Capitalism has only known how to cause humanity misery and unhappiness; socialism will establish peace and harmony among men and women. Socialism maintains and proves that there is only one solution to the social problems as it presents itself in capitalist civilization: it’s that all the centralized labor instruments, such as the railroads, factories, textile works, mines, large farming properties, banks, etc, become common property and be given over to the associated workers, who will operate them , not for the profit of a few capitalists, do-nothings and thieves, but for the benefit of the entire community. This transformation of capitalist property into common property will create social well-being. The anarchic production of capitalist civilization , which only knows how to engender the poverty of the producers with its overabundances of merchandise and its periods of overwork and of unemployment, will be replaced by nationally and internationally regulated production, calculated according to the needs that are to be satisfied. Industrial inventions and improvements, no longer serving to enrich a few individuals, will increase the means of leisure and enjoyment of all members of society.

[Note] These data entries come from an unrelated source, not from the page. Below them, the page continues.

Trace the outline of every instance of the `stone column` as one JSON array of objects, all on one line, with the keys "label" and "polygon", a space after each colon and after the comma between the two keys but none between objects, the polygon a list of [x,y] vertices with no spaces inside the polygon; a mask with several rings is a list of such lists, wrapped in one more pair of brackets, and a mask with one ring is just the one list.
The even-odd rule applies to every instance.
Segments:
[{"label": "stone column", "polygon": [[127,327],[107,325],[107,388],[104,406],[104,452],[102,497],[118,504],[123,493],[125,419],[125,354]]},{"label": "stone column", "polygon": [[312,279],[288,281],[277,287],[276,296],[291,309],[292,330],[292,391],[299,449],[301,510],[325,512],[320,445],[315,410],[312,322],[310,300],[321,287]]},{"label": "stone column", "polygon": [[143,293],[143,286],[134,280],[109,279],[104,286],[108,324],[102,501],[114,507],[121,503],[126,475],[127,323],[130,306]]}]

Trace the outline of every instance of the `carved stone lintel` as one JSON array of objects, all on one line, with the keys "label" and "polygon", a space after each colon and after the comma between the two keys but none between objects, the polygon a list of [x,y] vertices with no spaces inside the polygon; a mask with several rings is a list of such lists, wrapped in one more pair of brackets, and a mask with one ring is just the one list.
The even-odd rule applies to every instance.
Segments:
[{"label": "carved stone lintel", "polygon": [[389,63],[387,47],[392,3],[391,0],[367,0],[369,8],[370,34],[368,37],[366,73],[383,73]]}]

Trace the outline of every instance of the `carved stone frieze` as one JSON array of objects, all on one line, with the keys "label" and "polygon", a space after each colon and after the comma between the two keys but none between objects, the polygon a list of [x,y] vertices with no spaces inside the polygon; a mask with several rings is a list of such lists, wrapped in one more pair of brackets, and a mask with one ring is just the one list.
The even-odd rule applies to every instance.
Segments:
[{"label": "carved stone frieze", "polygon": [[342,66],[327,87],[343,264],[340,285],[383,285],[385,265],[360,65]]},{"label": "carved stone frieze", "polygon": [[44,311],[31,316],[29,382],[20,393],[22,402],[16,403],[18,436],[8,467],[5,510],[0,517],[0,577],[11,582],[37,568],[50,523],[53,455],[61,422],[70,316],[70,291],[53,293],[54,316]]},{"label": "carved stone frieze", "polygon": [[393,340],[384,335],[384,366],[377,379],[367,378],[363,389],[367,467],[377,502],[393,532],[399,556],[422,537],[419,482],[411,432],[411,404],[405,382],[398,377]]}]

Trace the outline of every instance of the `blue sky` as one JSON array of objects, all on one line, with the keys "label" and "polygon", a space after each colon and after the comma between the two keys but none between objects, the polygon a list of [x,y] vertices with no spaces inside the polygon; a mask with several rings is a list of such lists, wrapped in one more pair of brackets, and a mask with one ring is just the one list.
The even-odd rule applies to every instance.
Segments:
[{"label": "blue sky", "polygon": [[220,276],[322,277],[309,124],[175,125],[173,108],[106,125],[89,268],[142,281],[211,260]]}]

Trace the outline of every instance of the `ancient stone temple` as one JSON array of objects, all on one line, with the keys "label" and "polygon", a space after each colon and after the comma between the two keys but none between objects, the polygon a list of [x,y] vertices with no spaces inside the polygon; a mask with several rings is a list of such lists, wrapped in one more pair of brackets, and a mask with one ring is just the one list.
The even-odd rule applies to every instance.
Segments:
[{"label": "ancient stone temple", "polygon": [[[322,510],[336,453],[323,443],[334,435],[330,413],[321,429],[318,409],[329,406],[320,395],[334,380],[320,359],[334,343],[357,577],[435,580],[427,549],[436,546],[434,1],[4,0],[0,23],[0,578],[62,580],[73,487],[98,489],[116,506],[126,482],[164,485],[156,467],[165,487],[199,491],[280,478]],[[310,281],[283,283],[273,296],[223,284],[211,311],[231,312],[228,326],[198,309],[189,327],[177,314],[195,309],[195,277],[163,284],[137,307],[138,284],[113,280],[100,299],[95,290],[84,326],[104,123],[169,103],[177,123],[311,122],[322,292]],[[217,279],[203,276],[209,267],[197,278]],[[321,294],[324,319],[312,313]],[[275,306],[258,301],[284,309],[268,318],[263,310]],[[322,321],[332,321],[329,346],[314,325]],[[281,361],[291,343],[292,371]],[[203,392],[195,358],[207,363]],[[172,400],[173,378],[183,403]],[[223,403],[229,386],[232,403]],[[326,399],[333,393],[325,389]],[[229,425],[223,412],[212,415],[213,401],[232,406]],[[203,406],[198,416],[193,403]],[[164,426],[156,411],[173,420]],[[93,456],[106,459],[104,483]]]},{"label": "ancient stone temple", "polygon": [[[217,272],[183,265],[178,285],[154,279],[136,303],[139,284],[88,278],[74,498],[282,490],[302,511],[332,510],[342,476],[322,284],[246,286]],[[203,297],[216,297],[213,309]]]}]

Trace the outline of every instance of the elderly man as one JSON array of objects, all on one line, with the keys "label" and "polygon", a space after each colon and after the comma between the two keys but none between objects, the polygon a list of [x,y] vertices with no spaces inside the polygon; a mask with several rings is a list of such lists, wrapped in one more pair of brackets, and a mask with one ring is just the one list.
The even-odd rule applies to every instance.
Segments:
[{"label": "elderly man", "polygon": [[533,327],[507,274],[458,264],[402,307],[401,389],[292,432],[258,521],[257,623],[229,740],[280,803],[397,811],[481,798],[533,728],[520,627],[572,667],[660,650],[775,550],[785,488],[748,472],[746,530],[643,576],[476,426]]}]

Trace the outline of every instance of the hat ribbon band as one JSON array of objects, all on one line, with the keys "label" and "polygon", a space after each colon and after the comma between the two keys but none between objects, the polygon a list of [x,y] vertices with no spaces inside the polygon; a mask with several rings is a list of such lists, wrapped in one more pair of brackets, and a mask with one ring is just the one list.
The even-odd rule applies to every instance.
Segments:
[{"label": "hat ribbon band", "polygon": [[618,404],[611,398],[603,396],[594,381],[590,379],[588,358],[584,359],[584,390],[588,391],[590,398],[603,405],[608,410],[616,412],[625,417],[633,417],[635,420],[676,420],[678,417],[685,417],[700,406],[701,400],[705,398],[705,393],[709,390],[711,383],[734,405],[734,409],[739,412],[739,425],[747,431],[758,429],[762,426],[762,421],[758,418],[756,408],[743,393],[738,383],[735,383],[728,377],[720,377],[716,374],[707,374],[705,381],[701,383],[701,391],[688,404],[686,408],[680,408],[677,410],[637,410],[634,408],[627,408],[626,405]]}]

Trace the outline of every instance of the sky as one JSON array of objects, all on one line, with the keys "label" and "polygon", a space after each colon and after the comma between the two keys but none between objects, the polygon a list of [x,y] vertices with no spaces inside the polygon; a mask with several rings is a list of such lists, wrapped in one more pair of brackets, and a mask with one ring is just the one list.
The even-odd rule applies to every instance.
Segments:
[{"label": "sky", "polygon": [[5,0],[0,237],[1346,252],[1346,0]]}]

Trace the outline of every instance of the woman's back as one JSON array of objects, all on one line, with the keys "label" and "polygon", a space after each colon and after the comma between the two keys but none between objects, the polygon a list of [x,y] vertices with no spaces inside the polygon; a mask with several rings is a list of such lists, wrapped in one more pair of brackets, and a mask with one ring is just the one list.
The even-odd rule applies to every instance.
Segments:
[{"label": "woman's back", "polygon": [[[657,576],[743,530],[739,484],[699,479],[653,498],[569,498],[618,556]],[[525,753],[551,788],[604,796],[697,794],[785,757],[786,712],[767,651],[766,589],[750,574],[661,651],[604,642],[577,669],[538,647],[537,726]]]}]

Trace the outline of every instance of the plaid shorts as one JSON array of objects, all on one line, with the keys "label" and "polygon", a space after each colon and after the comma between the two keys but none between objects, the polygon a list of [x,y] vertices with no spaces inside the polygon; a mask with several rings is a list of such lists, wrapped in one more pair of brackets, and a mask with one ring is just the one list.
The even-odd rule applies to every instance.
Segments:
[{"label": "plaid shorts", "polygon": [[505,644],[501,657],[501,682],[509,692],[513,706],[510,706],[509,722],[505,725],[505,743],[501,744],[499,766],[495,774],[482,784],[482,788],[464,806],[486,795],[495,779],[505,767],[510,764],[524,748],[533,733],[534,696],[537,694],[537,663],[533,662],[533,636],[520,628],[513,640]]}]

Socialism is international, just like capitalism. But whereas the internationalism of the bourgeoisie is continually frustrated by the mutual competition of national capitalisms, the internationalism of the workers is nourished and perpetually strengthened by the active solidarity of the interests of all the workers, regardless of their nationality. The situation of the workers is identical in its essential features throughout all capitalist countries. Whilst the interests of the bourgeoisies of different lands unceasingly conflict one with another, the interests of proletarians coincide. the social revolution cannot count upon success unless at the outset it involves, if not all, then at least the major capitalist countries. For this reason, from the moment when the workers begin to become aware that their complete emancipation is unthinkable without the socialist reconstruction of contemporary bourgeois society, they take as their watchword the union of the workers of the whole world in a common struggle for emancipation.